La reacción se produjo después de que el Gobierno de Donald Trump difundiera imágenes del ex mandatario demócrata incluidas en los archivos de la investigación. Desde el entorno de Clinton sostienen que el problema no es la publicación de documentos, sino su carácter parcial. “La transparencia selectiva es otra forma de manipulación”, afirmó su portavoz, Ángel Ureña, al reclamar que se libere todo el material pendiente sin excepciones.
Según el comunicado, la difusión incompleta de los archivos busca reinstalar sospechas sobre figuras públicas que ya han sido inculpadas por la fiscalía, mientras se mantiene bajo reserva información relevante del caso. La exigencia, remarcan, apunta a impedir que el escándalo sea utilizado con fines políticos.
Qué ocurrió con Jeffrey Epstein
Jeffrey Epstein, financiero estadounidense con estrechos vínculos con empresarios, celebridades y dirigentes políticos, fue arrestado en julio de 2019 y acusado de delitos federales relacionados con una red de explotación sexual de menores. El caso generó un fuerte impacto público debido a la magnitud de los presuntos abusos y a la lista de personas influyentes que habían mantenido contacto con él durante años.
Un mes después de su detención, Epstein fue hallado muerto en su celda en una cárcel federal de Nueva York. Las autoridades concluyeron que se trató de un suicidio, pero el hecho desató una ola de cuestionamientos, desconfianza y denuncias de posibles negligencias o encubrimientos. Su muerte impidió que enfrentara un juicio y dejó sin respuesta muchas preguntas sobre responsabilidades y posibles cómplices.

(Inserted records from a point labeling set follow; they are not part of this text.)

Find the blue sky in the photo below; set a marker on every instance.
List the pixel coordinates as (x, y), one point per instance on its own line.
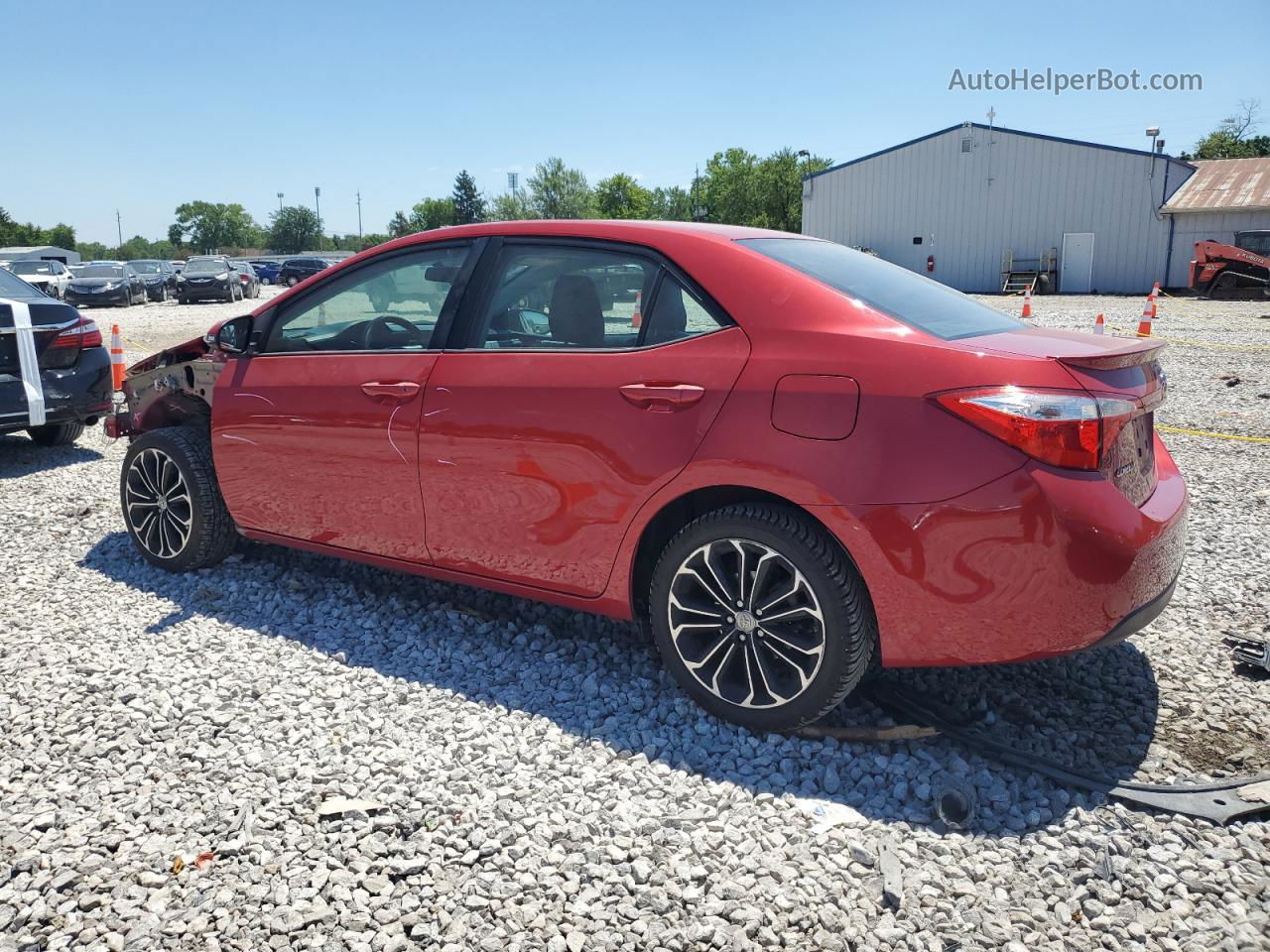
(140, 105)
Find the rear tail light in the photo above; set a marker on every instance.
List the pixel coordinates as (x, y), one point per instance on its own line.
(64, 349)
(1058, 426)
(82, 334)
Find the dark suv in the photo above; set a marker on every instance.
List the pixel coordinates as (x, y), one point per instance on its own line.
(296, 270)
(68, 386)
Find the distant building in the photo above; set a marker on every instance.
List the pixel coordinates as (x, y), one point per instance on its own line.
(46, 253)
(970, 204)
(1220, 199)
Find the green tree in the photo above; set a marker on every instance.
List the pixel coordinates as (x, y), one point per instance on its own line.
(1233, 139)
(729, 186)
(294, 229)
(468, 206)
(432, 213)
(779, 188)
(559, 191)
(511, 206)
(208, 226)
(63, 236)
(670, 204)
(621, 197)
(400, 226)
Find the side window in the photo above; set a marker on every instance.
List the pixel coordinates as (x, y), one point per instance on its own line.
(554, 298)
(389, 304)
(677, 315)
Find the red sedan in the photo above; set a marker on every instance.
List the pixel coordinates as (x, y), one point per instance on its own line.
(786, 458)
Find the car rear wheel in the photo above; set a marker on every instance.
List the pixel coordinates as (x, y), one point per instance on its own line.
(172, 503)
(56, 434)
(761, 617)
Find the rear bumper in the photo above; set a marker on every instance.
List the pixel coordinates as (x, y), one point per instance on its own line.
(75, 395)
(204, 293)
(1037, 563)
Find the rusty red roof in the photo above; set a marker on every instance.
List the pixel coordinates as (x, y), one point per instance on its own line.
(1224, 185)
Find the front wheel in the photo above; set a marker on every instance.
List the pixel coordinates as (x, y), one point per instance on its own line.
(761, 617)
(172, 503)
(56, 434)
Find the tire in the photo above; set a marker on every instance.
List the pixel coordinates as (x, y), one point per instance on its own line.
(190, 529)
(56, 434)
(828, 625)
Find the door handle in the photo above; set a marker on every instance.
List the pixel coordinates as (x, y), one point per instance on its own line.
(400, 391)
(662, 398)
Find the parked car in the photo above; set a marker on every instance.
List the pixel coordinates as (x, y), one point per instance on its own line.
(208, 277)
(105, 284)
(249, 278)
(803, 463)
(50, 277)
(71, 373)
(296, 270)
(267, 271)
(159, 277)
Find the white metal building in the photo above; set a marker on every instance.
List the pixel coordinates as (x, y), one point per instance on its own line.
(970, 203)
(48, 253)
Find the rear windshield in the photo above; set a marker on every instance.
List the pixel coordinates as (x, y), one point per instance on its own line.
(908, 298)
(31, 268)
(16, 287)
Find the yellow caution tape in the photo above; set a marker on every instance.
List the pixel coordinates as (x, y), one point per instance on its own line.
(1219, 435)
(1193, 343)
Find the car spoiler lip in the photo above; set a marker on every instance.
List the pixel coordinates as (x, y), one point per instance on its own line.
(1138, 353)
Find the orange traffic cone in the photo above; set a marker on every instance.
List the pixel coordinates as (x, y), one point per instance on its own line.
(116, 357)
(1148, 315)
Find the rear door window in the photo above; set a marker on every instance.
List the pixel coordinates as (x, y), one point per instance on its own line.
(389, 304)
(898, 293)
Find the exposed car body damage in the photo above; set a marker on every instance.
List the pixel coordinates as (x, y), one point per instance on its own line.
(171, 389)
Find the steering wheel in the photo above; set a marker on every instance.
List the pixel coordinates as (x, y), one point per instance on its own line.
(386, 322)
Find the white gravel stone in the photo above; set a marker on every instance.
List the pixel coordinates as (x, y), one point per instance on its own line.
(544, 783)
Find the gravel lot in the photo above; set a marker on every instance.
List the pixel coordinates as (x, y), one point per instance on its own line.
(535, 780)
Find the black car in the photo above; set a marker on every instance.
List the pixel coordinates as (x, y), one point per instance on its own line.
(105, 284)
(296, 270)
(159, 277)
(211, 277)
(249, 278)
(71, 377)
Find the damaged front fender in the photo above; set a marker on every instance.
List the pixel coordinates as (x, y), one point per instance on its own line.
(171, 389)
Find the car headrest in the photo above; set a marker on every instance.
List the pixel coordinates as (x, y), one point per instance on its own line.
(575, 315)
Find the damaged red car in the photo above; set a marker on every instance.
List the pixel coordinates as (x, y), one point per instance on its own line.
(790, 461)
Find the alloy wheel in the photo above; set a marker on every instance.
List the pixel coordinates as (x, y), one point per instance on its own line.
(746, 624)
(158, 504)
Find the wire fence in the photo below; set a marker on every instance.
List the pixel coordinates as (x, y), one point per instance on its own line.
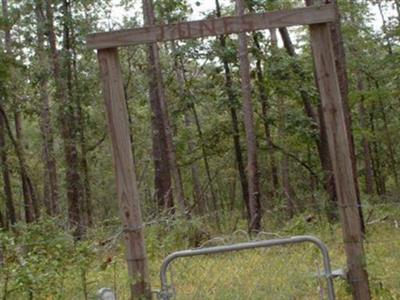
(289, 272)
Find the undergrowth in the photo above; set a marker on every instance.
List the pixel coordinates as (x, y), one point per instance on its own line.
(42, 261)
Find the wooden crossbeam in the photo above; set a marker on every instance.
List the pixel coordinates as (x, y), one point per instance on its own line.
(211, 27)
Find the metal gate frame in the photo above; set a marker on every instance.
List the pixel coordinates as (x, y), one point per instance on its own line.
(165, 293)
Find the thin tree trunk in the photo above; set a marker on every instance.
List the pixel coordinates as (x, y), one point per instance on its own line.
(288, 191)
(86, 199)
(30, 200)
(157, 84)
(194, 168)
(233, 113)
(10, 209)
(50, 168)
(264, 109)
(252, 165)
(214, 198)
(179, 72)
(368, 172)
(380, 180)
(63, 94)
(384, 28)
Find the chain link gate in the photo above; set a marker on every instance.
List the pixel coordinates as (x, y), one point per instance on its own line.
(167, 292)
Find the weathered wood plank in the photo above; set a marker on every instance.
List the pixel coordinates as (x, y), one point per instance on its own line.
(339, 149)
(211, 27)
(128, 195)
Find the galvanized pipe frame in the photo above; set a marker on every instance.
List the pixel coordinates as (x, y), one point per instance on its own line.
(165, 293)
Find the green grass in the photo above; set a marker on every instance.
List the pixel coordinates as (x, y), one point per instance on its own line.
(276, 273)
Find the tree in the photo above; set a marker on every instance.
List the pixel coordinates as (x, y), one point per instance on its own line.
(252, 165)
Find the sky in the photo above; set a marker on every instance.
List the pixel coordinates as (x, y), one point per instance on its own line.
(202, 6)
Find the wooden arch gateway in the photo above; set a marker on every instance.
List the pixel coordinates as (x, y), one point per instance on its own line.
(318, 18)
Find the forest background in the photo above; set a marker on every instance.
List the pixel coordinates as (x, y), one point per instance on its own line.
(57, 181)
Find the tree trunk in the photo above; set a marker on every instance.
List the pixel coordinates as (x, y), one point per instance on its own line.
(50, 168)
(30, 199)
(63, 94)
(264, 110)
(317, 120)
(384, 28)
(214, 197)
(380, 178)
(5, 171)
(368, 172)
(157, 92)
(86, 198)
(288, 191)
(252, 165)
(179, 72)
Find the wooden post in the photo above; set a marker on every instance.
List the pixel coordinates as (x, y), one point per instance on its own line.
(128, 196)
(339, 149)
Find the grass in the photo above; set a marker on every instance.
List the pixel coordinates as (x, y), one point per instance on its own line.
(277, 273)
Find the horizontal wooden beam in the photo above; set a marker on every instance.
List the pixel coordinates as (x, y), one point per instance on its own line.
(211, 27)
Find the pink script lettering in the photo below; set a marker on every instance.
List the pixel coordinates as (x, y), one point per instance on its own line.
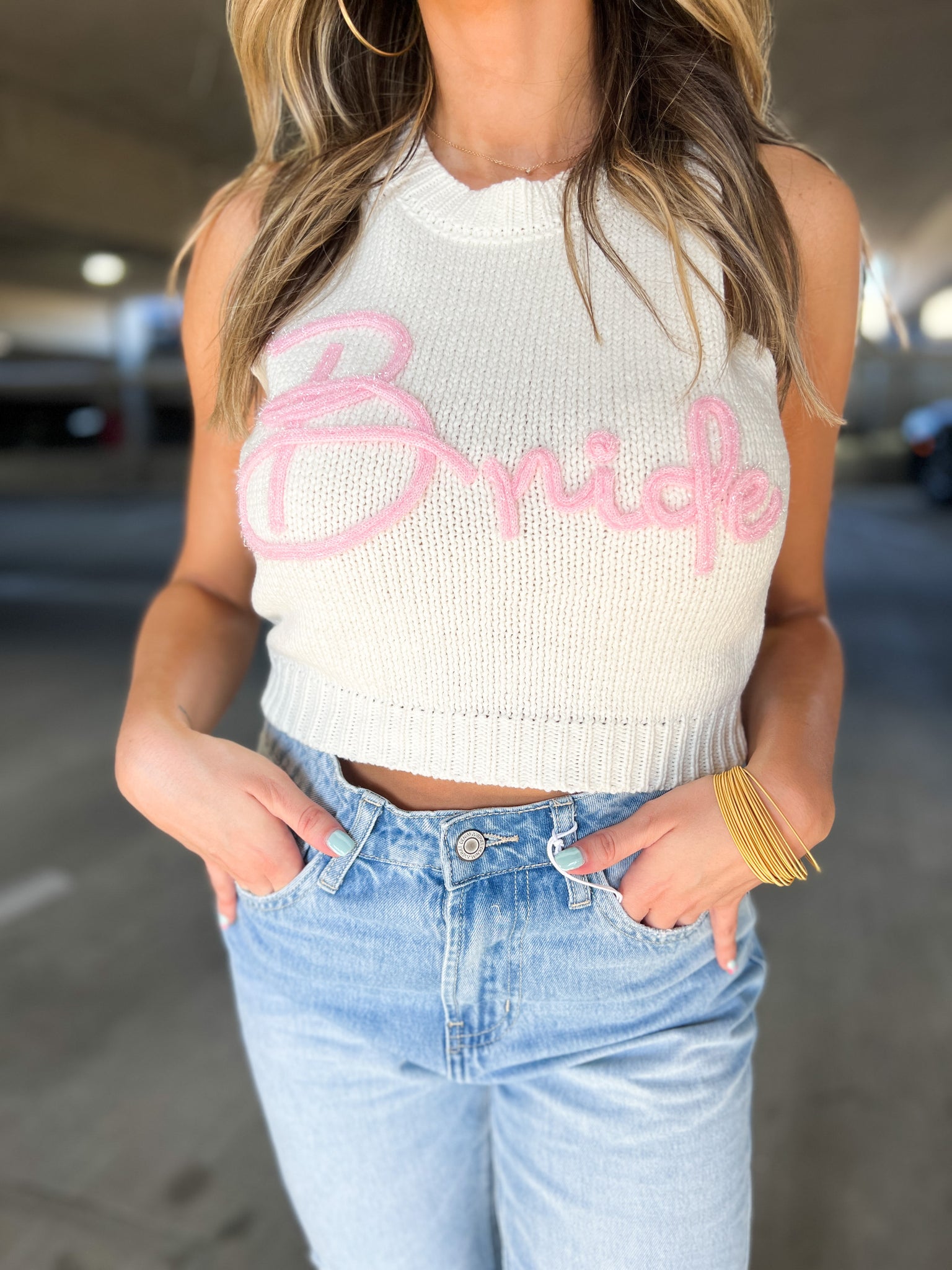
(744, 502)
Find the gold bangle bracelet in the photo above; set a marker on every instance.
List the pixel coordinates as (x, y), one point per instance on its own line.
(741, 797)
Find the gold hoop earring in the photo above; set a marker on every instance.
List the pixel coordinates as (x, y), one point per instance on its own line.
(380, 52)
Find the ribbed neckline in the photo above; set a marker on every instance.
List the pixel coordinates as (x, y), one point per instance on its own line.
(516, 207)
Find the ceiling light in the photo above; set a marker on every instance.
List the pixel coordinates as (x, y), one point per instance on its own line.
(936, 315)
(103, 270)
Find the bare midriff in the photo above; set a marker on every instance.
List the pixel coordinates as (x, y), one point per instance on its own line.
(428, 794)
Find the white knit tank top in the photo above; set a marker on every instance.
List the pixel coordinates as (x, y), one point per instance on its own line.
(495, 549)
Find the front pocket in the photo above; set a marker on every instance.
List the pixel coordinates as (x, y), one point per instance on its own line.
(611, 910)
(289, 893)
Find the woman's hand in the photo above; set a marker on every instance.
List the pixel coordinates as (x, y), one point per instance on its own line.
(689, 863)
(230, 806)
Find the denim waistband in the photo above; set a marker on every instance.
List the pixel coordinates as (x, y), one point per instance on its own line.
(513, 837)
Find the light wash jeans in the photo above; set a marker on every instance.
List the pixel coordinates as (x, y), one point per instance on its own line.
(472, 1064)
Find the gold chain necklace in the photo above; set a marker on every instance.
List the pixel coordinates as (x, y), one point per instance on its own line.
(500, 163)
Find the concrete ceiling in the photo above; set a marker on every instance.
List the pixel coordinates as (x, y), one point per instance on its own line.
(118, 116)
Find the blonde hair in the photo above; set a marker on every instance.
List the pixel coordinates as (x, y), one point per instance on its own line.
(674, 76)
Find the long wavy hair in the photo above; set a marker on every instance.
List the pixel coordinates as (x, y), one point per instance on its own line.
(333, 118)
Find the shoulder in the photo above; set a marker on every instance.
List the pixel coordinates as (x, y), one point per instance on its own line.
(819, 205)
(226, 230)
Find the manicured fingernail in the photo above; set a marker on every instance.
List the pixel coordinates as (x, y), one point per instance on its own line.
(569, 859)
(340, 843)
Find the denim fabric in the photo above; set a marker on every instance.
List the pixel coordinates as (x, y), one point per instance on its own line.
(478, 1064)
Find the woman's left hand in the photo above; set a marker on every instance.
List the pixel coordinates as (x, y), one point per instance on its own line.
(689, 863)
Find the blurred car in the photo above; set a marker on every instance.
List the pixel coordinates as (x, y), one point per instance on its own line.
(928, 431)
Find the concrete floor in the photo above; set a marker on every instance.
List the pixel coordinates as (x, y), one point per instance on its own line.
(130, 1139)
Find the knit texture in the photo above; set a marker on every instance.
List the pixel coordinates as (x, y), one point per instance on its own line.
(495, 549)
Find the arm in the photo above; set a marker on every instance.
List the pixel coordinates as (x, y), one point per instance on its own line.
(792, 700)
(227, 804)
(791, 704)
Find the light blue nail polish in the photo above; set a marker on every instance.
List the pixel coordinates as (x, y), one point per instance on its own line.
(340, 843)
(569, 859)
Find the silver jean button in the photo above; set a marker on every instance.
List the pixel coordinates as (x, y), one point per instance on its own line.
(470, 845)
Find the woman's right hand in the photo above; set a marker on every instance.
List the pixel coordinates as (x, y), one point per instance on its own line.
(229, 804)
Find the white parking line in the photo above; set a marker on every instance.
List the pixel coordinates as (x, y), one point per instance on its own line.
(32, 892)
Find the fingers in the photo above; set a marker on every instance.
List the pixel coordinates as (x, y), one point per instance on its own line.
(612, 843)
(724, 923)
(309, 821)
(225, 894)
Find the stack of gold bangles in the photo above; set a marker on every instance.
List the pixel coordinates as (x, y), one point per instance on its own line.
(756, 832)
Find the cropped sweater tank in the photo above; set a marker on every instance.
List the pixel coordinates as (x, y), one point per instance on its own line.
(493, 546)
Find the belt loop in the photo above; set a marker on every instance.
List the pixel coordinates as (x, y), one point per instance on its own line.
(364, 818)
(564, 827)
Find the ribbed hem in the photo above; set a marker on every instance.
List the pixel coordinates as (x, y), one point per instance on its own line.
(610, 757)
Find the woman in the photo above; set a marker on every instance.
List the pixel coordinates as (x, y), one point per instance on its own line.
(550, 333)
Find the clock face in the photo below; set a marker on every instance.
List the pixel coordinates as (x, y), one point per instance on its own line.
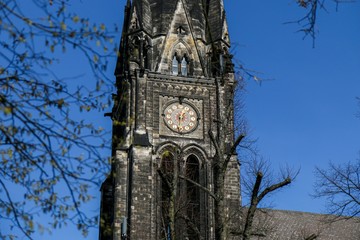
(181, 118)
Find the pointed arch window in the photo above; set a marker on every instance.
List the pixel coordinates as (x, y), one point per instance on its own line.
(175, 66)
(193, 197)
(184, 67)
(180, 65)
(167, 168)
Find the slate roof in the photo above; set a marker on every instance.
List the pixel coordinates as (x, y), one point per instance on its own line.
(293, 225)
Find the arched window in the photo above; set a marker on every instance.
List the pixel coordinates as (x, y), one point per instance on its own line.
(175, 66)
(184, 68)
(193, 198)
(167, 168)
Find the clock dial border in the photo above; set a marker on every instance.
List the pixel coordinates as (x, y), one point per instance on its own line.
(181, 117)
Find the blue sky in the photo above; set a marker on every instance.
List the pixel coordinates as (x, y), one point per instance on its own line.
(304, 116)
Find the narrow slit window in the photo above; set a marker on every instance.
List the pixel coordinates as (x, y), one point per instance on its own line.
(184, 69)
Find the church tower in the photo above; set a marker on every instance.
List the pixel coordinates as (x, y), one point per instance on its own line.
(174, 79)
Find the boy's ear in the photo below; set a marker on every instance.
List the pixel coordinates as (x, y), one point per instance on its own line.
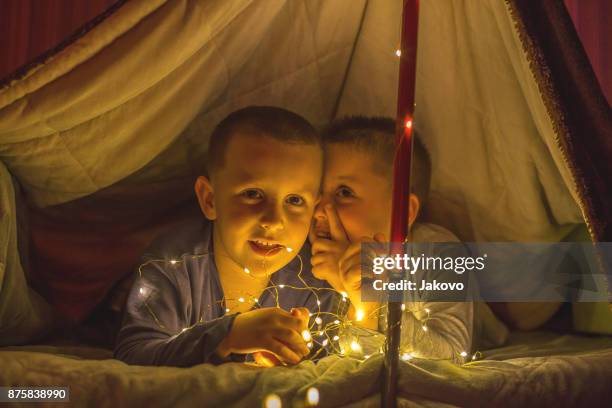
(205, 193)
(414, 206)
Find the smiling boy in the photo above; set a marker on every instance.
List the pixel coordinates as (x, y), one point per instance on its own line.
(355, 207)
(217, 290)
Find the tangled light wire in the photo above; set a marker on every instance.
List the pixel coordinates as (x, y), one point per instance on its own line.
(325, 336)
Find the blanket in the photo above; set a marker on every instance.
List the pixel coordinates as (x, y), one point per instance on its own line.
(534, 369)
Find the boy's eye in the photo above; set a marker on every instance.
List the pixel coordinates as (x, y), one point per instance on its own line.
(252, 194)
(295, 200)
(344, 192)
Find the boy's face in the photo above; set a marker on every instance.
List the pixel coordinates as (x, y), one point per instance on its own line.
(262, 202)
(360, 194)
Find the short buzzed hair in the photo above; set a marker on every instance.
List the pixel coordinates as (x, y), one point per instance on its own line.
(271, 121)
(376, 136)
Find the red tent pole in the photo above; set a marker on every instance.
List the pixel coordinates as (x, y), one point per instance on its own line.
(401, 186)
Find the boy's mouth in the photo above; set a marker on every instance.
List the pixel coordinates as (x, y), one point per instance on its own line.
(323, 234)
(265, 248)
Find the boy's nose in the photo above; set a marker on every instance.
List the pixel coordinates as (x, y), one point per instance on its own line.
(319, 213)
(271, 219)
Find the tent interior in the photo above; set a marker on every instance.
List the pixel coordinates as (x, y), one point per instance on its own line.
(101, 140)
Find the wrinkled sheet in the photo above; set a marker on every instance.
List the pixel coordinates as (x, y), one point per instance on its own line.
(538, 369)
(107, 121)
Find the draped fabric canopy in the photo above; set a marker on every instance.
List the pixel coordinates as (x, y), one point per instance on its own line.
(106, 136)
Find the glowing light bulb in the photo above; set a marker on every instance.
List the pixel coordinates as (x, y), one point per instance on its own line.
(312, 396)
(273, 401)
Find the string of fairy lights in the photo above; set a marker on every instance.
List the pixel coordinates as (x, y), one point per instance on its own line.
(328, 337)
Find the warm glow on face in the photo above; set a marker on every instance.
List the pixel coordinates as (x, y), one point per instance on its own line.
(273, 401)
(312, 396)
(358, 192)
(263, 198)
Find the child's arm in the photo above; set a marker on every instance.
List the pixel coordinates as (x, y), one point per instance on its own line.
(158, 328)
(338, 262)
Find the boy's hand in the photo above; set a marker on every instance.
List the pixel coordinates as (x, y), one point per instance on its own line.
(350, 265)
(269, 329)
(267, 359)
(351, 272)
(326, 253)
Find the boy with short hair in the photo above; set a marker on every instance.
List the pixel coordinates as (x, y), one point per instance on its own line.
(215, 291)
(356, 207)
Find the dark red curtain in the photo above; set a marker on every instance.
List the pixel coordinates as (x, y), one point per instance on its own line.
(28, 28)
(592, 21)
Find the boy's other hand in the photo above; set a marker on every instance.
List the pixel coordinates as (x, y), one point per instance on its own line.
(267, 359)
(326, 252)
(352, 266)
(271, 330)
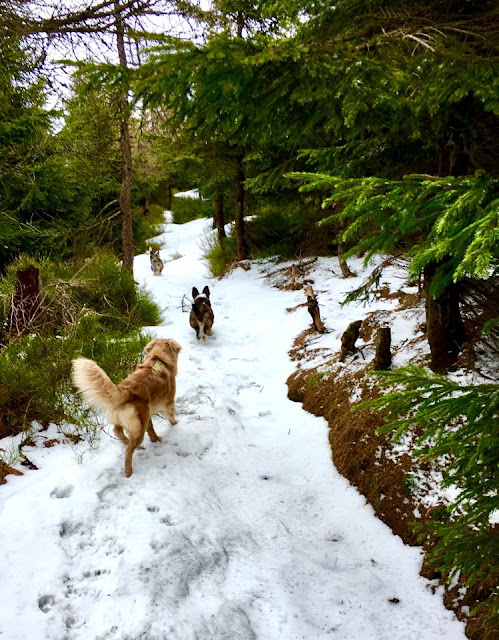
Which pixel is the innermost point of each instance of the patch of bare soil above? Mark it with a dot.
(5, 470)
(366, 458)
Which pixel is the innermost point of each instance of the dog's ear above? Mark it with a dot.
(150, 345)
(174, 345)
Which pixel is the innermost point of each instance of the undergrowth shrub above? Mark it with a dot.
(459, 425)
(187, 209)
(35, 376)
(92, 309)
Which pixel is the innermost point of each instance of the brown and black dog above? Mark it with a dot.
(131, 403)
(156, 262)
(201, 317)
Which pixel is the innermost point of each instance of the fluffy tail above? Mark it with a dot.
(95, 385)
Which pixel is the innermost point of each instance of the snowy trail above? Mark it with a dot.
(236, 527)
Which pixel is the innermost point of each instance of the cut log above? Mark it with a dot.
(383, 356)
(349, 338)
(313, 309)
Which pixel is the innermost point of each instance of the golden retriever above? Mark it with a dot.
(131, 403)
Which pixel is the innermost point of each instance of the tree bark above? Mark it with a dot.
(444, 324)
(125, 200)
(313, 309)
(345, 269)
(383, 356)
(349, 338)
(242, 249)
(219, 217)
(169, 200)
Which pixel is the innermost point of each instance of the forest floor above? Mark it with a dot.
(238, 525)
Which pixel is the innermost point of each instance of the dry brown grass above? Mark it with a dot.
(362, 455)
(359, 451)
(5, 470)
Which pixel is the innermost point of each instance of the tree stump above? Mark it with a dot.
(349, 338)
(313, 309)
(383, 356)
(26, 300)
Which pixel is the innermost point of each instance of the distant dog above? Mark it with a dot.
(156, 262)
(201, 317)
(131, 403)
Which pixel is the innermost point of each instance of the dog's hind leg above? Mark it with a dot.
(118, 432)
(132, 445)
(153, 436)
(170, 413)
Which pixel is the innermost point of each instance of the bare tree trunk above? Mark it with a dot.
(345, 269)
(219, 217)
(242, 249)
(169, 201)
(128, 249)
(383, 356)
(444, 325)
(313, 309)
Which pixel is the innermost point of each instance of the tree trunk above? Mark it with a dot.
(169, 201)
(219, 217)
(345, 269)
(313, 309)
(444, 325)
(349, 338)
(242, 249)
(146, 207)
(383, 356)
(125, 200)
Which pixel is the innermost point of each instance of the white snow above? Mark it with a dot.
(192, 193)
(237, 526)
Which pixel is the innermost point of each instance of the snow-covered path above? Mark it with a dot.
(236, 527)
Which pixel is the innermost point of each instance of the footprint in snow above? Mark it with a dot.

En cumplimiento de una ley aprobada por el Congreso, el Departamento de Justicia lanzó recientemente un sitio web para publicar documentos no clasificados del caso. No obstante, la divulgación parcial del material volvió a encender el debate sobre la transparencia del proceso.
A más de cinco años de la muerte de Epstein, el caso continúa siendo una herida abierta en la política y la justicia estadounidense. La exigencia de Clinton reaviva ahora una pregunta clave: ¿se conocerá finalmente toda la verdad o solo fragmentos convenientes?